Her father had once dreamed of becoming an astronomer and was fond of saying he would’ve gotten a degree in that field had he possessed either the brains or the means to attend college. Absent those things, he’d contented himself working as an electrician and indulging his love of astronomy by traveling whenever possible to the sites of solar eclipses. Because the family’s budget was tight, he typically drove alone to eclipses in the continental United States. But there had been one time, back when Fiona had been eight years old, when the whole family had journeyed to Suriname in South America to view a total eclipse and to vacation.

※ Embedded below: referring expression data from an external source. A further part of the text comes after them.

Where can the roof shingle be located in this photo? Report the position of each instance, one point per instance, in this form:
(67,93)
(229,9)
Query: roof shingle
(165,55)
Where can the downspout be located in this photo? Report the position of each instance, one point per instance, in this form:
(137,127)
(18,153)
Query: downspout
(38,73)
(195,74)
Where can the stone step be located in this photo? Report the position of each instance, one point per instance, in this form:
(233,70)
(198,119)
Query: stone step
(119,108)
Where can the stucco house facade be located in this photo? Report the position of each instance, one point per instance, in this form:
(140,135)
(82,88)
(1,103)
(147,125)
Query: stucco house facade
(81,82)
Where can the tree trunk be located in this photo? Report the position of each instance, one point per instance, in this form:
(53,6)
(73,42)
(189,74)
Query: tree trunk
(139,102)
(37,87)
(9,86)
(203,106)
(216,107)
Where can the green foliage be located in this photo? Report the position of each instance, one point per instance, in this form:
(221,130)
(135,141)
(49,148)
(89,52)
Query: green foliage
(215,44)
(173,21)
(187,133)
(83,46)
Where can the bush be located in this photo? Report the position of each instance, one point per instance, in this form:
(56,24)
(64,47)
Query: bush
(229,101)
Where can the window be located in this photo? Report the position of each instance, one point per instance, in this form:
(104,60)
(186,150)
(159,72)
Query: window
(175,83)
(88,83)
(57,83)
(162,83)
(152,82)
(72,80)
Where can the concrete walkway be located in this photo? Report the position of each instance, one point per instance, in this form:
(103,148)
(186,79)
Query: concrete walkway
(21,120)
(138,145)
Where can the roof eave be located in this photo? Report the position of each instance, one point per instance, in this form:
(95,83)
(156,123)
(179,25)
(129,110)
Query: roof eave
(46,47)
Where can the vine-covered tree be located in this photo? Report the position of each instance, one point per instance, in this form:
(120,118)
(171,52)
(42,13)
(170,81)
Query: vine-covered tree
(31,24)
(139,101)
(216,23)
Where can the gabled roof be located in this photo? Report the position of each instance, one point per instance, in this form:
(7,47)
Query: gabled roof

Everything about the experience—visiting a foreign country, holding a paper apparatus to her eye, watching the moon move across the sun until the daylight faded to darkness—had been memorable. As was the promise she’d made to her sister, Isobel, that day.
Isobel was the second-oldest child and first girl in their family. Fiona had followed fifteen months later. They’d shared a room. They’d played and fought in equal measure—driving their parents crazy and exhausting their siblings.
Fiona was big enough to admit that she’d been the instigator of most of the problems. She'd been too intelligent and crafty for her own good, born with a deep sense that she wasn’t being treated fairly even when she was being treated fairly by all. Isobel was good-hearted, but also staunch. Had Isobel been a doormat, the two of them would’ve gotten along famously. As it was, Isobel stood up for herself, which led to frequent confrontations between the principled older sister and the fiery younger sister.
Immediately following that South American eclipse, when the sunlight had returned, bathing them like a fairy spell, their love for each other had reigned above their competitiveness. They’d looked at each other with awe, then chattered, talking over each other in their excitement, about the miracle they’d just experienced. The moon had come in front of the sun! And it had been scary, how everything had gone dim and still. And they—the O’Sullivan sisters from Maine who never got to go anywhere or do anything—had seen it.
Isobel asked their father when a total eclipse would come to their part of Maine. He named a date so far in the future that it made Fiona's mind spin. She’d be an adult then. Seeing that eclipse in Maine felt unreachable—as real as pulling Excalibur from a stone.
Isobel turned to her. “Let’s make a promise,” she said gravely.
“About what?”
“Let’s promise each other that we’ll watch that total eclipse in Maine together. Just like we did this one.”
Fiona immediately felt the genius of the idea. “Yes.” She was honored to be asked. Flattered. Eagerly, she extended her pinky finger. “Pinky promise.”